The white flag has been raised, and 63 runners have gone to post for election to Mayo County Council. Thirty-three face disappointment, but as of now, there is not one among them who doubts his or her chances of success.
You and I may surmise that we can distinguish between those with a genuine chance and the lost causes, but in the mind of each aspirant, there is no such thing as a no-hoper. Seasoned campaigners can sense how the wind is blowing, but the neophytes remain blissfully unaware of the perils that lie ahead.
A never changing feature of the political process, is the innocent optimism of the novice candidate. Most candidates are prone to overestimating their popularity with the voting public, but none more so than the newcomer seeking election for the first time. Whether it is down to wishful thinking on the one part, or the practised false sincerity of the voter on the other, first timers are inevitably carried away by the apparently genuine promises sealed on the doorstep.
Sadly, the sense of shock when the ballot papers are tumbled out on the counting table, and it becomes clear that the promised votes were only a myth, is palpable. Novice candidates have been known to be traumatised for weeks when – inexplicably to themselves – all those votes they had marked off as certainties never materialise.
It was such an experience which led to a neighbour, a failed candidate, to ruefully proclaim, when it all was over, that the one thing he had learned was that ‘there are a hundred liars living on the Newport road’.

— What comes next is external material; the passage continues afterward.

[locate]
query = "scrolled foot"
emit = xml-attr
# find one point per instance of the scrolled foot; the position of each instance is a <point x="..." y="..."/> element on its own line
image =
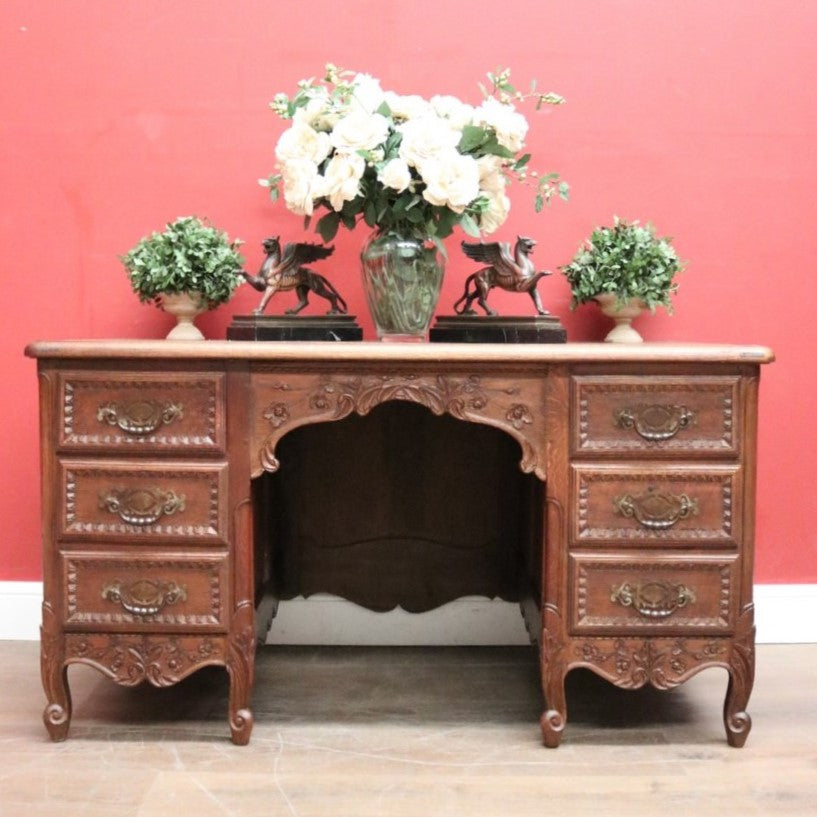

Failed candidates are often so disbelieving of the reality unfolding before them, so genuinely baffled at the idea that friends and neighbours could have duped them, that reason goes out the window. It is several years since a candidate for the then Castlebar Urban Council went through a similar Gethsemane. This man had first become a member of the council at a time when, bizarrely, only eight candidates went forward for the nine seats on the council, such was the level of public apathy and indifference among the Castlebar public.
Five years on, things had changed; this time, there was an election and, for the first time, Jim was obliged to go canvassing. The reception he got was warm and affable and most encouraging. (“Why wouldn’t we vote for you, Jim. Sure who else would we be supporting?”). And Jim duly ticked off another brace of votes in his favour.
Come the count, the inevitable happened. Far from the 300 first preferences he had been assured of, he got 30 odd. Jim was eliminated early.
Shell shocked, he went home, and thought, and thought, and tried to make sense of his experience. No, there had to have been an error somewhere. A ballot box must have gone missing; someone had credited his votes to some other candidate; something was not right.
And so he went round the streets again, back to the same neighbours and locals who had promised their number one. Again they assured him that they had done so, even signing the sheet of paper he placed before them to reconfirm their sincerity. Armed with his ‘proof’, Jim returned to the Town Clerk’s office where a long conversation ensued. Gently and sympathetically, the Town Clerk explained to him the realities of political life, and that a vote promised on the doorstep is of zero value until it appears in the ballot box.
The experience marked the end of a political career, and a salutary lesson for novice candidates on the perfidious nature of electioneering.